Gara-gara tersinggung, jalan menuju Galian C milik  Agus Kaelani alias Akay di Desa Karang Anyar Kecamatan Lahat Kabupaten Lahat diblokir warga. Mereka melakukan aksi dengan membuat portal dadakan di jalan tersebut,Senin (21/09).

Menurut warga, sebelum ada keputusan permasalahan antara warga dengan Akay, jalan menuju Sungai Lematang lokasi Galian C milik Akay beroperasi masih akan terus ditutup.

Aksi warga ini dibenarkan Kepala Desa Karang Anyar Darmawansyah,SH menurut Iwan—panggilan akrab Darmawansyah, Galian C milik Akay merusak ekosistem lingkungan hidup di Sungai Lematang.Darmawan menyebutkan,  Lubuk Selike hingga sekarang hanya tinggal kenangan.

“Para pengemplang galian C harus dipenjara. Para perusah lingkungan itu harus diadili. Bahkan kami menuntut pencabutan dan peutupan usaha perusahaan galian C Akay karena merusak daerah aliran sungai,” tegas Iwan.

Iwan mengatakan, pihaknya akan menunggu keputusan dari Pemerintah Kabupaten (Pemkab). Sebab dalam waktu dekat pihak Pemkab akan turun dan akan mengkaji ualng tentang Galian C tersebut.

“Ini kita lakukan supaya sama-sama enak dan ada keputusan, baik dari warga, Akay dan pemerintah. Kalau tidak ada keputusan, maka demo kembali dilakukan untuk menuntut keadilan,” tegas Iwan.

Ketua BPD Desa Karang Anyar, Melwan juga mengatakan, alasan warga menggelar aksi demo ini karena warga seperti  dianak tirikan. “Demo ini juga  dilakukan karena ketersinggungan dengan kata yang dilontarkan Akay yang mengatakan : kalau mau demo-ya demo aja pada kami,” ucap Melwan menirukan Akay.

Terpisah, Akay  menjelaskan pihaknya akan menunggu hasil dari masyarakat Desa Karang Anyar. “Kita lihat maunya seperti apa mereka? Kalaupun yang dibahas mereka tentang ucapan saya : “Kalau mau demo ya demo aja”  itu saya tidak ingat lagi, karena waktu itu saya lagi pusing atau emosi,” kata Akay.

melihat desakan warga itu, Akay siap menemui warga untuk menuntaskan permasalahan ini.

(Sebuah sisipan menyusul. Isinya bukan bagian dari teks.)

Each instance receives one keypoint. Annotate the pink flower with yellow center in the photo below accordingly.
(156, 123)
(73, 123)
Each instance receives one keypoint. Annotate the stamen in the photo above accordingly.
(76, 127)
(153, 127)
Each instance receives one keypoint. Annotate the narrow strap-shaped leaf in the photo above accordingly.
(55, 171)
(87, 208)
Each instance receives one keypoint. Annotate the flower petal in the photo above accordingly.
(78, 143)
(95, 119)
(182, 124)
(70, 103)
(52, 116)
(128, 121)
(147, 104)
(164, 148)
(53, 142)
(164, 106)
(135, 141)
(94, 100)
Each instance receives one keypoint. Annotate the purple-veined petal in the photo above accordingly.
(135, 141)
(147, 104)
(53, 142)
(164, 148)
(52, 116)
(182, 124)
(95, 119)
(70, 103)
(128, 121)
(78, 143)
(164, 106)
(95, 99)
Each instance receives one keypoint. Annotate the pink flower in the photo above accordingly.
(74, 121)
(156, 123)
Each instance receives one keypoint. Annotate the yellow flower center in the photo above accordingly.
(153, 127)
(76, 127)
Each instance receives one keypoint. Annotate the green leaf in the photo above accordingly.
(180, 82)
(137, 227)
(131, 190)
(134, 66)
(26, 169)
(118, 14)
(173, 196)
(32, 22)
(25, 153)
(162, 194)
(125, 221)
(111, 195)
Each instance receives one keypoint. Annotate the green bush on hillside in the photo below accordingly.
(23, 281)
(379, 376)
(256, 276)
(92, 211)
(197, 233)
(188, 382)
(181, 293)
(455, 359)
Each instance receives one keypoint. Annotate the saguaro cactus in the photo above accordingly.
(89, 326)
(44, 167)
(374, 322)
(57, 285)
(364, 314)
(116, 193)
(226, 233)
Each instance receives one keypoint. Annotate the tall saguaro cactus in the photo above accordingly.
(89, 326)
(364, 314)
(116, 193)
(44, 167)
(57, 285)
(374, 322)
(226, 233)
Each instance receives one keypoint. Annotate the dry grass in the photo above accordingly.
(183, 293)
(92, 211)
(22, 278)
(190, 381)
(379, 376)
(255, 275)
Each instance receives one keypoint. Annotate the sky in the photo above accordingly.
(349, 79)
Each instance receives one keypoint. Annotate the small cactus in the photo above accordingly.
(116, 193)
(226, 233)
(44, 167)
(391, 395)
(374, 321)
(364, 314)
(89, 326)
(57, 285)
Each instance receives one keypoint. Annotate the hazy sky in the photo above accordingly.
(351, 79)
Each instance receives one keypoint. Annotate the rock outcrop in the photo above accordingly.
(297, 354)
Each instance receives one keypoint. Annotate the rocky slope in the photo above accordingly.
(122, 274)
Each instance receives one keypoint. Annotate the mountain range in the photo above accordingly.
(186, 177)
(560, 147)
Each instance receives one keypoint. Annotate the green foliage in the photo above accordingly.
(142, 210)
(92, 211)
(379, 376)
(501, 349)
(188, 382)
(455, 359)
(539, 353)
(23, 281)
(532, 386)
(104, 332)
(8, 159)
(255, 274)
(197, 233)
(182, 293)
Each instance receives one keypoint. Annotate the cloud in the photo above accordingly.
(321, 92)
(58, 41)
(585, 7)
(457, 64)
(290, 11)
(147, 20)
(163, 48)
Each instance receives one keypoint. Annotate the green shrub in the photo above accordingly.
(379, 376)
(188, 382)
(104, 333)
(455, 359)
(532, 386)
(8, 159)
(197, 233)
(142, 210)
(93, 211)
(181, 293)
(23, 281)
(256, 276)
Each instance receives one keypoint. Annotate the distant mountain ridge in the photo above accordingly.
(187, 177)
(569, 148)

Akay berharap  masalah besar dikecilkan, yang kecil dihabiskan.

“Saya siap memenuhi apapun maunya warga asalkan masih pantas untuk dipertanggung jawabkan, kita menunggu suasana dingin. Dalam waktu dekat saya akan berunding kembali dengan warga untuk memecahkan masalah ini,” tegasnya kepada wartawan Kabar Sumatera.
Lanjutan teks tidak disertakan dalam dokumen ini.